'Future of patient health records is not merely electronic,' Epic exec says

The future of electronic health record keeping is moving beyond a digital filing cabinet for patient records and becoming  a system that considers the whole patient picture, writes Josh Holzbauer, head of physician well-being for Epic, in a LinkedIn blog post.

"The future of patient health records is not merely electronic. It’s predictive, agile, mobile and very personal. Most of all, it’s comprehensive," Mr. Holzbauer writes, dubbing the future EHR a CHR — comprehensive health record.

Here are five aspects Mr. Holzhauer said physicians can expect to see in the CHR of the future:

1. The CHR will follow patients wherever they recieve care and create "one virtual system" accessible worldwide. External data will be automatically sent to the chart to close any gaps in care, and patients will be given a combined view of their healthcare record from one portal.

2. The CHR will enhance patient safety by balancing standardized care plans with personalized ones derived from patients' unique social determinants of health and industry advancements in genomics-based medicine.  

3. Equipped with improved algorithms, teams will be able to measure the successes of their interventions and suggest proper outreach programs for each patient.

4. Data from patient monitoring devices will be integratable, which will only continue telemedicine's rapid growth. Tools such as natural language processing, machine learning and predictive analytics will become vital. Clinicians will be able to personalize  technology to meet their unique styles of practice and streamline their workflows.

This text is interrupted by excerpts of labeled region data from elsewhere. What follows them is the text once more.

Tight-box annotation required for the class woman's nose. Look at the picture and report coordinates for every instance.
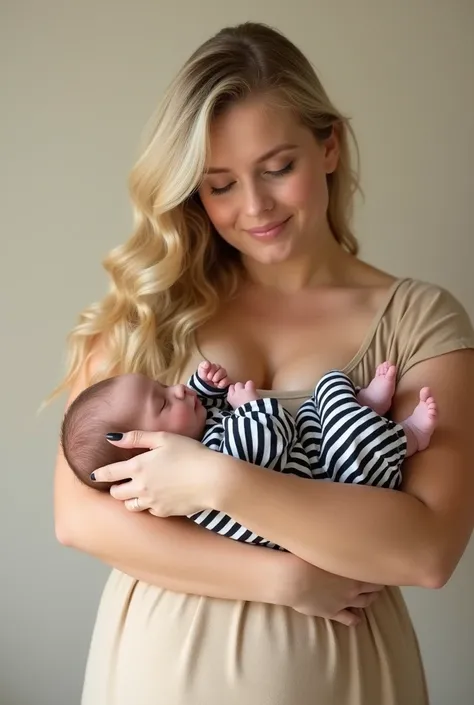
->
[244,184,274,218]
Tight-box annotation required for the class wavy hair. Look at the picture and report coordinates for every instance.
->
[49,23,359,396]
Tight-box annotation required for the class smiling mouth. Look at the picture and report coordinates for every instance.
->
[247,216,291,238]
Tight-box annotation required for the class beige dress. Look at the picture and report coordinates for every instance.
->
[82,279,474,705]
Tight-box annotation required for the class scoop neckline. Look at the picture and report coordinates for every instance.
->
[196,277,411,399]
[257,277,409,399]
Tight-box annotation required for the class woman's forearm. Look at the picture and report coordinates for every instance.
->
[55,461,292,604]
[212,458,442,587]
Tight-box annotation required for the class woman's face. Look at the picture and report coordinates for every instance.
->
[199,97,339,264]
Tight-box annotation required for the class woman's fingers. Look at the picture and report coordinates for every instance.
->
[358,583,385,593]
[109,480,140,502]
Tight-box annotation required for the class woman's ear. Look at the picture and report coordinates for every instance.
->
[322,123,340,174]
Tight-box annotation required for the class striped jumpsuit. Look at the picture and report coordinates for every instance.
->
[188,370,407,549]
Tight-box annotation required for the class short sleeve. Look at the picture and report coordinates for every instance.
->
[392,280,474,377]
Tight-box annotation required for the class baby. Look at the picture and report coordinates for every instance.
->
[61,361,437,548]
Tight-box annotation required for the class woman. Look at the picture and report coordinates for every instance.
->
[55,24,474,705]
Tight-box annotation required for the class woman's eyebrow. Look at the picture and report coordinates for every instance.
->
[205,144,298,174]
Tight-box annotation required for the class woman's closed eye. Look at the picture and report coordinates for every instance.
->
[211,161,295,196]
[265,161,295,178]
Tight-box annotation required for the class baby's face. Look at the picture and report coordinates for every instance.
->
[112,374,206,440]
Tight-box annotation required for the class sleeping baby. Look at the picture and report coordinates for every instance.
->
[61,361,437,549]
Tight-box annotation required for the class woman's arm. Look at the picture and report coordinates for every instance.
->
[54,350,380,625]
[213,350,474,588]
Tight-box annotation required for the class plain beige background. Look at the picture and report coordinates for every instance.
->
[0,0,474,705]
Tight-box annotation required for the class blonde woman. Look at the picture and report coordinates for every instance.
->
[55,24,474,705]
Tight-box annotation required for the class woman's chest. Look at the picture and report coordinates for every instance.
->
[186,288,384,391]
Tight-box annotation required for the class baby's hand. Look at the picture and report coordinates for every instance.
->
[198,360,230,389]
[227,381,260,409]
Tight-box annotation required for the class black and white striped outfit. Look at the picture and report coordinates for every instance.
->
[188,370,406,549]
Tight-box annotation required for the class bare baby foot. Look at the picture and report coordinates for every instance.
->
[402,387,438,457]
[357,362,397,416]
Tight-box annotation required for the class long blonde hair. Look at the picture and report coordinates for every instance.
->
[53,23,358,396]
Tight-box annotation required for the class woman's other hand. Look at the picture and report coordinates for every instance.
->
[91,431,219,517]
[281,554,384,626]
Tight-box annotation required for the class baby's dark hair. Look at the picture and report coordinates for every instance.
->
[61,377,144,491]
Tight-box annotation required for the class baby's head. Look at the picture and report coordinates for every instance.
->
[61,374,206,490]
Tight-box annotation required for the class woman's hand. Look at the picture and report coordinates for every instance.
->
[91,431,219,517]
[282,553,384,627]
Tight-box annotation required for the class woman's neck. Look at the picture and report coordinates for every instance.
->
[244,235,354,294]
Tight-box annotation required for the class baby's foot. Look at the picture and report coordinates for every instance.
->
[357,362,397,416]
[402,387,438,458]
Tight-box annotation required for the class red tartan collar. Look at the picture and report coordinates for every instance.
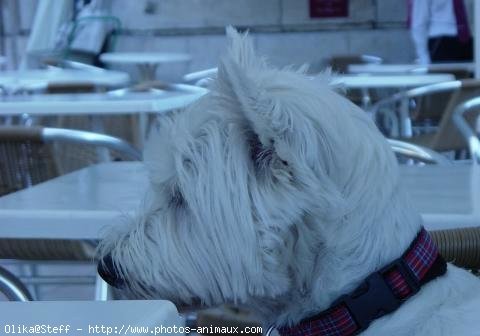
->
[278,228,447,336]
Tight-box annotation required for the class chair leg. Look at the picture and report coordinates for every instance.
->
[95,274,113,301]
[0,267,32,301]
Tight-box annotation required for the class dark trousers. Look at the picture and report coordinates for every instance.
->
[428,36,473,63]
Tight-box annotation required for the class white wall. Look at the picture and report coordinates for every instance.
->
[0,0,414,79]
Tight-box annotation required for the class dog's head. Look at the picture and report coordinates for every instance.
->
[100,29,408,322]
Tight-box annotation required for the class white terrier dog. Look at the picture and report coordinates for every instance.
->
[99,28,480,336]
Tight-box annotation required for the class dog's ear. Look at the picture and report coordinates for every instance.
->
[217,27,290,148]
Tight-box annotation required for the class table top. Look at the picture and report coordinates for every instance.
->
[0,84,208,116]
[0,300,185,335]
[332,74,455,89]
[100,52,192,64]
[0,162,480,239]
[0,68,130,88]
[348,63,475,74]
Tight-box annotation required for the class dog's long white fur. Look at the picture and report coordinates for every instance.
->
[100,28,480,335]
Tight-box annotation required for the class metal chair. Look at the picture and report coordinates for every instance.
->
[0,126,142,295]
[369,79,480,152]
[453,97,480,164]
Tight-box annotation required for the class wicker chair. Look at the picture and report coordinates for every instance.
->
[0,126,141,300]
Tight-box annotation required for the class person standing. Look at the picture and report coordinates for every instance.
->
[408,0,473,64]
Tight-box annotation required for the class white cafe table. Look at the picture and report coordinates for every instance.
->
[0,84,208,145]
[332,74,455,89]
[0,84,208,117]
[0,162,480,239]
[0,300,185,335]
[0,68,130,90]
[348,63,475,75]
[100,52,191,81]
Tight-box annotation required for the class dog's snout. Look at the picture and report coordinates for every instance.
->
[97,254,125,288]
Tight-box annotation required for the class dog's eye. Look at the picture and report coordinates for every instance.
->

5. Voice recognition tools — ranging from those that can replace keyboard interactions with voice orders to  ambient recording devices that can capture the entire physician-patient conversation — are advancing and proving their value as physicians begin to use a combination of desktop computers, mobile devices and wall-mounted screens to record and explain patient data.

To make this vision a reality, Mr. Holzbauer laid out six steps for healthcare organizations:

1. Help patients realize the value in sharing their genomic and social determinants of health data.

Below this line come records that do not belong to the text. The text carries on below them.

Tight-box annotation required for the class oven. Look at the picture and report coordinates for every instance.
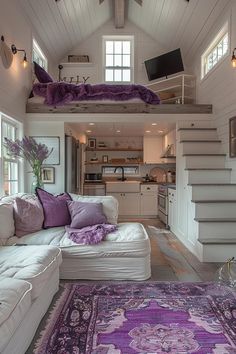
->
[158,184,168,227]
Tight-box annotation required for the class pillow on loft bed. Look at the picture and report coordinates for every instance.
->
[33,61,53,84]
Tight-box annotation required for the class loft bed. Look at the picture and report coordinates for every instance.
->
[26,82,212,114]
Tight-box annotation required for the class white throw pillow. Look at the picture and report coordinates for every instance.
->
[0,203,15,246]
[70,193,118,224]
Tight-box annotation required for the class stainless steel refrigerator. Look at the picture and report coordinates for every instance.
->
[65,135,85,194]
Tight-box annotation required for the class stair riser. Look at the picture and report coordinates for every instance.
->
[198,222,236,240]
[185,156,225,168]
[195,202,236,219]
[188,170,231,183]
[182,142,222,154]
[179,130,218,140]
[192,185,236,200]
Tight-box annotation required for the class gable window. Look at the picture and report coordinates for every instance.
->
[32,39,48,71]
[201,24,229,79]
[103,36,133,83]
[0,113,19,195]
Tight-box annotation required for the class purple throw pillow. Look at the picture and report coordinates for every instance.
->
[13,197,43,237]
[68,201,107,229]
[36,188,71,229]
[34,61,53,84]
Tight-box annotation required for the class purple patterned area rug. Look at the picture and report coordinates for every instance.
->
[34,282,236,354]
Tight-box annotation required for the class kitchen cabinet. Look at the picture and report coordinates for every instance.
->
[143,136,163,164]
[109,192,140,216]
[168,188,177,232]
[140,184,158,217]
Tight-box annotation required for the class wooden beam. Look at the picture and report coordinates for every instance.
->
[115,0,125,28]
[26,102,212,114]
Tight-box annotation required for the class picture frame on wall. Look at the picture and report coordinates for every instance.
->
[41,167,55,184]
[102,155,108,163]
[32,136,60,165]
[88,138,96,149]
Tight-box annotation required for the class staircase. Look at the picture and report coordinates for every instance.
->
[177,127,236,262]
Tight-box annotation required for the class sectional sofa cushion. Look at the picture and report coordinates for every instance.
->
[0,277,32,353]
[0,202,15,246]
[0,246,62,300]
[70,193,118,224]
[67,201,107,229]
[36,188,71,229]
[13,197,44,237]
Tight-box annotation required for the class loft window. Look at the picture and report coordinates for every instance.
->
[201,24,229,79]
[0,113,19,195]
[103,36,134,83]
[32,39,48,71]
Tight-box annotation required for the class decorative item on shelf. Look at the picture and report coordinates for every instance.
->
[88,138,96,149]
[11,44,28,68]
[41,167,55,184]
[216,257,236,287]
[58,64,90,85]
[68,55,89,63]
[231,48,236,68]
[3,136,53,193]
[98,141,107,148]
[102,155,108,163]
[0,36,13,69]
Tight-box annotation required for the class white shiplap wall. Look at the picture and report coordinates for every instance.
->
[195,0,236,182]
[61,20,165,84]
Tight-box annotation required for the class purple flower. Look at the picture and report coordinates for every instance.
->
[3,136,53,180]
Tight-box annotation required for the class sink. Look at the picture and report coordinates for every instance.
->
[106,181,140,193]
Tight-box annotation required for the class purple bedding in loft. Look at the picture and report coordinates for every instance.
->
[33,82,160,106]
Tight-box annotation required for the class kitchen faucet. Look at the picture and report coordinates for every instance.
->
[114,166,126,181]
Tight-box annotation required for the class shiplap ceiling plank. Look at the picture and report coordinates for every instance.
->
[19,0,232,62]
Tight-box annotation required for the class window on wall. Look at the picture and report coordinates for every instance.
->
[0,113,19,195]
[201,24,229,78]
[32,39,48,71]
[103,36,134,83]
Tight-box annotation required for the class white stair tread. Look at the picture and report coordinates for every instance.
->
[198,236,236,245]
[178,128,217,131]
[194,218,236,222]
[191,199,236,203]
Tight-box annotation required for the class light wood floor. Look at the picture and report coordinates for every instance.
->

2. Expand virtual patient touch points, such as online scheduling, filling out electronic questionnaires and using telehealth.

3. Establish a culture that embraces and promotes change.

4. Revise governance structures to help put new tools in physician’s hands more quickly.

5. Stay up to date with federal and state agencies and guidelines.

6. Adopt existing standardized codes or collaborate with peers to create new standards.

"Achieving this vision is possible, but we must work together to overcome the hurdles," Mr. Holzbauer writes. "No doubt this will be a difficult undertaking. That doesn’t mean we can’t have some fun along the way."